Visual Art Dec 3, 2010 at 10:58 am

Comments

1
but then you would be DRAWING ATTENTION TO YOURSELF, and Seattleites might bitch about you when you're safely out of earshot. besides, it's not like they're Kincaids. they're only Picassos.
2
Get in there!
3
Seriously. I'm always the guy standing right up at the painting. Just stand a bit to the side if you don't want to block anyone's view. How can you resist seeing the detail? Isn't that the whole point of seeing the work in-person rather than in a book?
4
Actually, to get a real feel for the art, you should change both distance and angle. That allows you to get a true feel for the perspectives that Picasso is trying to show you.

Only art snobs who get hung up over brushwork spend all their time next to the painting, missing the whole point.

Little known fact: The benches facing the art work are usually near where optimal viewing is.

There, saved you an MFA degree.
5
I have to keep my distance from the paintings; I find it all too tempting to feel them. When I went to the Frida Kahlo exhibit a few years back, I read on some of the plaques that the painting was done on metal. It made me really, really want to tap the edge of the painting with a fingernail to see if it would produce a satisfying *ting*. I resisted the urge, but only by viewing them with my hands behind my back.
6
Backing up is good, too. I'd never understood Mark Rothko's art in reproduction, but the full size paintings just took over my emotions when I saw them in person.
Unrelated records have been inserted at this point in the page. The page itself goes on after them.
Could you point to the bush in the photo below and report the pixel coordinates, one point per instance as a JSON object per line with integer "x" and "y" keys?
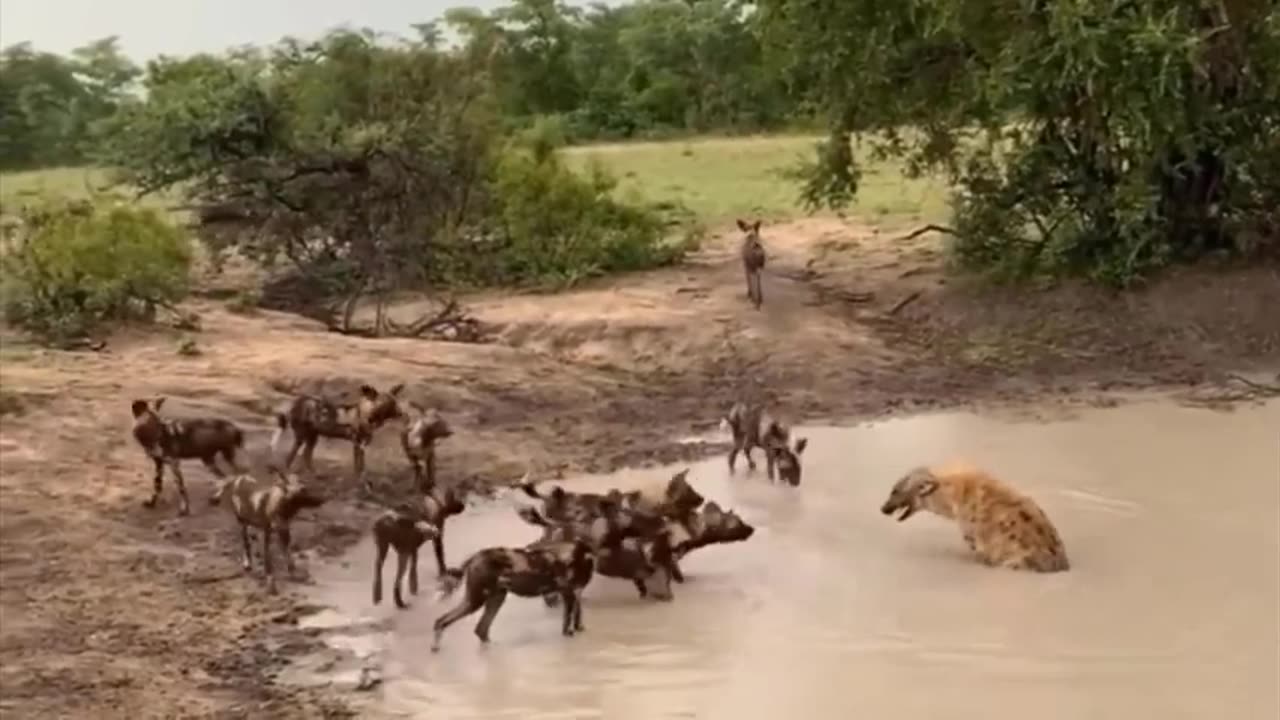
{"x": 77, "y": 265}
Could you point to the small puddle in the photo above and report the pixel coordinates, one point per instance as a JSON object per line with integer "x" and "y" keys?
{"x": 1170, "y": 515}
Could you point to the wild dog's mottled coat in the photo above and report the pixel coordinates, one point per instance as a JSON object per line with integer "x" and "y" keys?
{"x": 405, "y": 532}
{"x": 562, "y": 568}
{"x": 269, "y": 507}
{"x": 754, "y": 427}
{"x": 167, "y": 442}
{"x": 753, "y": 261}
{"x": 312, "y": 418}
{"x": 1001, "y": 525}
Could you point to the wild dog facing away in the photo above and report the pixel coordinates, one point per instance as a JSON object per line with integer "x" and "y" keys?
{"x": 490, "y": 574}
{"x": 403, "y": 531}
{"x": 753, "y": 261}
{"x": 754, "y": 427}
{"x": 1001, "y": 525}
{"x": 269, "y": 507}
{"x": 312, "y": 418}
{"x": 168, "y": 442}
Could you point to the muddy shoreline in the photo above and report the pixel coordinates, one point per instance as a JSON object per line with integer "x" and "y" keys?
{"x": 606, "y": 377}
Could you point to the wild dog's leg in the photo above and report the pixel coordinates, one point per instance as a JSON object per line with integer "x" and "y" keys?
{"x": 380, "y": 546}
{"x": 401, "y": 565}
{"x": 412, "y": 572}
{"x": 183, "y": 502}
{"x": 471, "y": 601}
{"x": 248, "y": 554}
{"x": 156, "y": 483}
{"x": 490, "y": 610}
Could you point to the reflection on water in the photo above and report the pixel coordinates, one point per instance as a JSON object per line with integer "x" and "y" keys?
{"x": 1171, "y": 520}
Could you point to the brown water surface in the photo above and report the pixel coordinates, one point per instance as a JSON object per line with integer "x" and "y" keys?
{"x": 1170, "y": 515}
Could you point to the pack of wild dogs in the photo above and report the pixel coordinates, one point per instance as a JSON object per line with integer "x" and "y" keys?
{"x": 639, "y": 536}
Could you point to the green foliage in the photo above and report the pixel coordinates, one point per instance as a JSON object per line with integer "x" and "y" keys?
{"x": 1098, "y": 137}
{"x": 77, "y": 265}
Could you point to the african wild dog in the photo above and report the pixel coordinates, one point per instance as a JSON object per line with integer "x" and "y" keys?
{"x": 167, "y": 442}
{"x": 269, "y": 507}
{"x": 676, "y": 497}
{"x": 644, "y": 560}
{"x": 312, "y": 418}
{"x": 1001, "y": 525}
{"x": 754, "y": 427}
{"x": 753, "y": 261}
{"x": 488, "y": 575}
{"x": 405, "y": 531}
{"x": 419, "y": 438}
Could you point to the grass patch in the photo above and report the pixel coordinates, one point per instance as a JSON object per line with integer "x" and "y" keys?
{"x": 723, "y": 178}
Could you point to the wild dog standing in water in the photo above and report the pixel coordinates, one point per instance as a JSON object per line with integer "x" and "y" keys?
{"x": 269, "y": 507}
{"x": 405, "y": 532}
{"x": 312, "y": 418}
{"x": 167, "y": 442}
{"x": 754, "y": 427}
{"x": 1000, "y": 525}
{"x": 753, "y": 261}
{"x": 419, "y": 438}
{"x": 562, "y": 568}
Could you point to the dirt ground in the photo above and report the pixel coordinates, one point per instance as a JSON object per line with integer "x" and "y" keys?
{"x": 115, "y": 610}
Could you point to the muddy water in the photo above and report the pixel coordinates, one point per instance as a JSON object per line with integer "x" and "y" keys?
{"x": 1171, "y": 519}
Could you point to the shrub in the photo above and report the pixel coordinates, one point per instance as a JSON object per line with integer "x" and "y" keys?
{"x": 77, "y": 265}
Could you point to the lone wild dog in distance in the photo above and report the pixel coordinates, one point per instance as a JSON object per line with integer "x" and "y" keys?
{"x": 269, "y": 507}
{"x": 419, "y": 438}
{"x": 753, "y": 427}
{"x": 312, "y": 418}
{"x": 405, "y": 532}
{"x": 488, "y": 575}
{"x": 1000, "y": 525}
{"x": 753, "y": 261}
{"x": 167, "y": 442}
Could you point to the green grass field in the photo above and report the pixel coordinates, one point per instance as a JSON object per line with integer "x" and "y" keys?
{"x": 717, "y": 178}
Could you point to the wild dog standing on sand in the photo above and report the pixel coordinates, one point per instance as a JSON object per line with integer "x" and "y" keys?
{"x": 1000, "y": 525}
{"x": 312, "y": 418}
{"x": 403, "y": 531}
{"x": 672, "y": 500}
{"x": 753, "y": 261}
{"x": 754, "y": 427}
{"x": 419, "y": 438}
{"x": 562, "y": 568}
{"x": 269, "y": 507}
{"x": 167, "y": 442}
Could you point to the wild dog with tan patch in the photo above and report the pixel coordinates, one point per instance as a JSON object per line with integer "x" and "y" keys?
{"x": 754, "y": 427}
{"x": 269, "y": 507}
{"x": 490, "y": 574}
{"x": 168, "y": 442}
{"x": 312, "y": 418}
{"x": 673, "y": 499}
{"x": 419, "y": 437}
{"x": 405, "y": 531}
{"x": 753, "y": 261}
{"x": 1001, "y": 525}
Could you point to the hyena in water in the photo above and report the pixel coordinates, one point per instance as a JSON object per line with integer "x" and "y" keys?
{"x": 168, "y": 442}
{"x": 754, "y": 427}
{"x": 312, "y": 418}
{"x": 1001, "y": 525}
{"x": 753, "y": 261}
{"x": 561, "y": 568}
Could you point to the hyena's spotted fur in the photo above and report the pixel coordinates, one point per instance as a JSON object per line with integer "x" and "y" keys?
{"x": 753, "y": 425}
{"x": 405, "y": 532}
{"x": 269, "y": 507}
{"x": 312, "y": 418}
{"x": 1001, "y": 525}
{"x": 490, "y": 574}
{"x": 168, "y": 442}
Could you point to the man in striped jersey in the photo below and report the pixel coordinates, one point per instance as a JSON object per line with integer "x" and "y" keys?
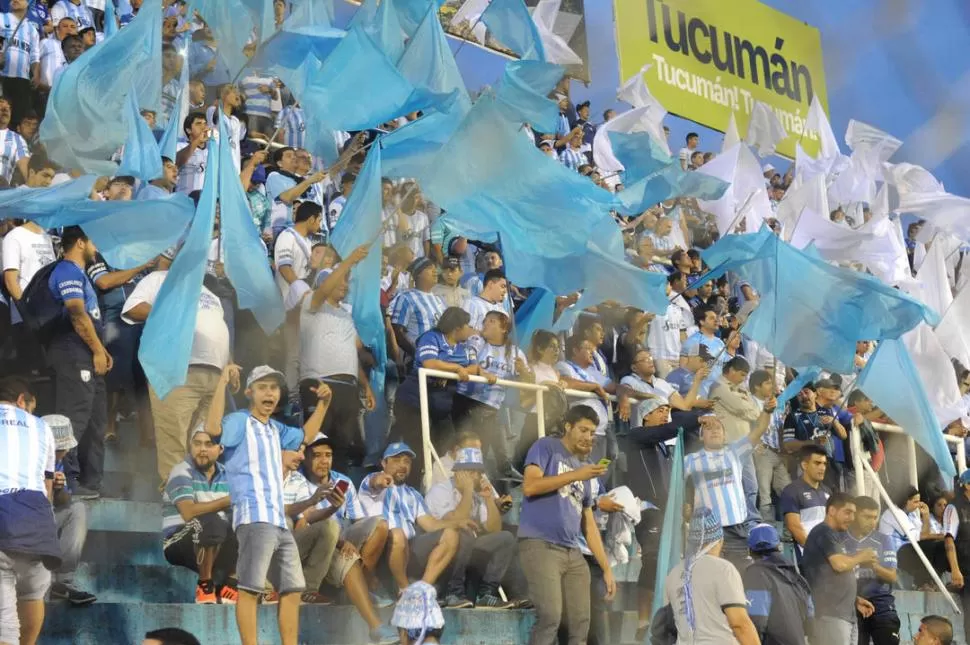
{"x": 386, "y": 494}
{"x": 416, "y": 310}
{"x": 21, "y": 58}
{"x": 254, "y": 442}
{"x": 196, "y": 530}
{"x": 714, "y": 477}
{"x": 28, "y": 536}
{"x": 52, "y": 54}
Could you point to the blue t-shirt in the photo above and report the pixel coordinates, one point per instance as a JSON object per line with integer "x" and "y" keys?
{"x": 432, "y": 345}
{"x": 879, "y": 593}
{"x": 555, "y": 517}
{"x": 69, "y": 282}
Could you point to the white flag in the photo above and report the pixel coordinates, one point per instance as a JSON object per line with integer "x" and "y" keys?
{"x": 765, "y": 130}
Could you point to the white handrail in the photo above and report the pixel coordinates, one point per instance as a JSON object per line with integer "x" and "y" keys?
{"x": 424, "y": 373}
{"x": 900, "y": 518}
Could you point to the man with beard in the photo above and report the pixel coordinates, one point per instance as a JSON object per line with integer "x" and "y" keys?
{"x": 254, "y": 442}
{"x": 387, "y": 494}
{"x": 556, "y": 512}
{"x": 195, "y": 521}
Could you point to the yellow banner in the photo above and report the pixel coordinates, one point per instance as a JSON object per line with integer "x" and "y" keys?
{"x": 711, "y": 58}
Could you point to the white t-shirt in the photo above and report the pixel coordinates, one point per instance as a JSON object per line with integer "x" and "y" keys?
{"x": 210, "y": 343}
{"x": 663, "y": 334}
{"x": 292, "y": 250}
{"x": 328, "y": 341}
{"x": 26, "y": 252}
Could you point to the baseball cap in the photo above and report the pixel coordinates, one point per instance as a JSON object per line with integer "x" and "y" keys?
{"x": 264, "y": 371}
{"x": 451, "y": 262}
{"x": 62, "y": 430}
{"x": 649, "y": 405}
{"x": 419, "y": 265}
{"x": 469, "y": 459}
{"x": 763, "y": 537}
{"x": 319, "y": 440}
{"x": 398, "y": 448}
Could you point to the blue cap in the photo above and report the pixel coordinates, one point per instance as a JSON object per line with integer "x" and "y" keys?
{"x": 469, "y": 459}
{"x": 398, "y": 448}
{"x": 763, "y": 537}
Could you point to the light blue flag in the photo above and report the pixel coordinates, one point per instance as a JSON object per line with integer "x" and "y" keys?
{"x": 812, "y": 313}
{"x": 544, "y": 213}
{"x": 360, "y": 223}
{"x": 110, "y": 20}
{"x": 890, "y": 379}
{"x": 234, "y": 23}
{"x": 130, "y": 233}
{"x": 141, "y": 157}
{"x": 537, "y": 312}
{"x": 75, "y": 130}
{"x": 356, "y": 68}
{"x": 168, "y": 147}
{"x": 167, "y": 338}
{"x": 428, "y": 63}
{"x": 604, "y": 278}
{"x": 509, "y": 22}
{"x": 524, "y": 94}
{"x": 383, "y": 24}
{"x": 244, "y": 251}
{"x": 671, "y": 548}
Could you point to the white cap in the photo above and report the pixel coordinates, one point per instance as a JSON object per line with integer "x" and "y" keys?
{"x": 264, "y": 371}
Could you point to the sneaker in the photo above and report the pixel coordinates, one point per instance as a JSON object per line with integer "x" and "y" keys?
{"x": 384, "y": 635}
{"x": 85, "y": 493}
{"x": 205, "y": 593}
{"x": 454, "y": 601}
{"x": 380, "y": 600}
{"x": 314, "y": 598}
{"x": 76, "y": 597}
{"x": 228, "y": 595}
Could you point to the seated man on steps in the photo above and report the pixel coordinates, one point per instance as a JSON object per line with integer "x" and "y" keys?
{"x": 71, "y": 517}
{"x": 385, "y": 494}
{"x": 325, "y": 557}
{"x": 197, "y": 532}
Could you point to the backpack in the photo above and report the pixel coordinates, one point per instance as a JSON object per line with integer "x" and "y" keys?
{"x": 39, "y": 308}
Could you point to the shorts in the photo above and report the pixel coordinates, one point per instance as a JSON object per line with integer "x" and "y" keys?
{"x": 268, "y": 552}
{"x": 22, "y": 578}
{"x": 360, "y": 531}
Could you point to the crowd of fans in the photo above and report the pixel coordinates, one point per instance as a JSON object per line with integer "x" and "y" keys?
{"x": 311, "y": 490}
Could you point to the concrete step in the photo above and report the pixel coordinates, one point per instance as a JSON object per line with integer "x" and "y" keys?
{"x": 103, "y": 623}
{"x": 137, "y": 583}
{"x": 123, "y": 547}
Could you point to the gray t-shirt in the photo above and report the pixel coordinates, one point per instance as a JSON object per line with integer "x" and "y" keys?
{"x": 834, "y": 593}
{"x": 715, "y": 586}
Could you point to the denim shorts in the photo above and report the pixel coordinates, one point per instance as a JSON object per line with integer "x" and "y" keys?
{"x": 268, "y": 552}
{"x": 21, "y": 579}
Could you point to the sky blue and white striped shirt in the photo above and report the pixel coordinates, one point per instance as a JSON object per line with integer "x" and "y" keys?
{"x": 400, "y": 505}
{"x": 293, "y": 125}
{"x": 26, "y": 451}
{"x": 716, "y": 476}
{"x": 417, "y": 311}
{"x": 13, "y": 148}
{"x": 79, "y": 12}
{"x": 21, "y": 46}
{"x": 257, "y": 102}
{"x": 254, "y": 467}
{"x": 572, "y": 159}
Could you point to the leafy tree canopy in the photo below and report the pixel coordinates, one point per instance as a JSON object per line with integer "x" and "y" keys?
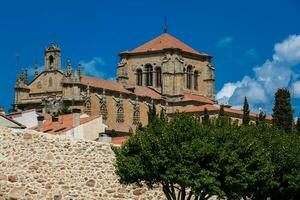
{"x": 196, "y": 161}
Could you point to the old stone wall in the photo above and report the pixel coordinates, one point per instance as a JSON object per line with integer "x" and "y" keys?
{"x": 40, "y": 166}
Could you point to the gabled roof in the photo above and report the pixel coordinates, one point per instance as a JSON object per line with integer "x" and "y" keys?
{"x": 214, "y": 109}
{"x": 198, "y": 98}
{"x": 165, "y": 41}
{"x": 65, "y": 123}
{"x": 140, "y": 91}
{"x": 9, "y": 122}
{"x": 101, "y": 83}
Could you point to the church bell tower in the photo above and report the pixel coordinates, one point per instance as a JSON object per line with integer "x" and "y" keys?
{"x": 52, "y": 58}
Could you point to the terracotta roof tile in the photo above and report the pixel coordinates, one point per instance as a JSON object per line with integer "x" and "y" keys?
{"x": 119, "y": 127}
{"x": 115, "y": 86}
{"x": 65, "y": 123}
{"x": 119, "y": 140}
{"x": 165, "y": 41}
{"x": 199, "y": 98}
{"x": 209, "y": 107}
{"x": 215, "y": 109}
{"x": 13, "y": 121}
{"x": 146, "y": 92}
{"x": 101, "y": 83}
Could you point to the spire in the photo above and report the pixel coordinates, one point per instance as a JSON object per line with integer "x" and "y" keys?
{"x": 69, "y": 67}
{"x": 26, "y": 76}
{"x": 79, "y": 68}
{"x": 36, "y": 70}
{"x": 165, "y": 25}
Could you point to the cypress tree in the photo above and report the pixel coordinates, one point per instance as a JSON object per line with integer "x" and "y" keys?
{"x": 246, "y": 112}
{"x": 151, "y": 113}
{"x": 298, "y": 124}
{"x": 221, "y": 111}
{"x": 261, "y": 117}
{"x": 205, "y": 118}
{"x": 282, "y": 110}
Combining back up with looking close is the best methodology, in my opinion.
7
FYI, getting close does not mean staying there, or only looking from there.
8
when no one's looking i like to smell the art. mmmmm
9
@7 oh, ok, cause I do like to look at them close as part of it.

@8 my fave is some of the art from coffee and tea and ale houses. It literally has a smell from centuries of exposure.
10
Thank you for this - never understood the apparent PC crap at SAM with everyone being overly polite. I tend to continue to move around fairly slowly when close, side to side and closer to farer away, to show that I am not a long term camper, then move on back to the bench to let it breathe a while before others move in close - gives you a chance to actually see what the artist saw while creating the piece. When others get into this rhythm, it feels almost organic and participatory.
11
Stop telling me how to appreciate art. you don't own perception.
12
Perception is in the eye of the Beholder.
13
YES! This drives me crazy, because then when I do get up close (for a reasonable period of time only) I feel as if I shouldn't because I'll be blocking the view of those 20 people looking at it from halfway across the room.
14
One of the last times I was at SAM, I fell in love with a particular painting on display - Ferdinand Leger's Soldiers Playing at Cards. It's a colossal, fantastic piece of cubism, and I spent about half an hour standing in front of it, looking at it from different angles and distances. There weren't many other people in the gallery, so I didn't have to worry about getting in their way - but a security guard stood there watching me the whole time. When I walked up close - I wanted to see how the brush strokes made up the metallic gradients in the image - he sharply told me not to touch it & to move away. I think I said something to the affect of that I had no intention of it (probably a wounded, "but - but - I just wanted to look!") he explained himself by saying, "Usually people who are so into an artwork try to touch it".

So now I keep my distance and try not to look so interested. Fuck you, SAM security guard.
15
Word, @14. The SAM security guards are assholes about getting close to the art. I leaned in close to a painting once and one practically ran over to make sure I wasn't going to touch it. They need to fuck off. I don't have this problem at other big museums.
16
Security at most museums requires visitors to be two feet away from artwork. The one that I work in also gets lots of complaints from security but I sometimes feel is that is because people don't know this often unposted museum-world rule that security officers are required to uphold. So give them a break. They're just doing their jobs. Get in close but remember: two feet away please!
17
@14, @15, remember the person who fell into a Warhol and destroyed it at SAM last year? Maybe that's why they're touchy.
18
Who won the MOST NOISE CREATED BY HARD HEELED BOOTS competition?
19
Interestingly, the main photo gallery at SAM is lucky to be 11 ft. wide. It makes it very difficult to get back an view the photographs from a distance. If SAM hadden't allocated a lost hallway for their photos everything might be ok. Other art there gets respect as to the size of the room their in but not photography. Does SAM have a photo attitude? The light has improved in this space but not the space.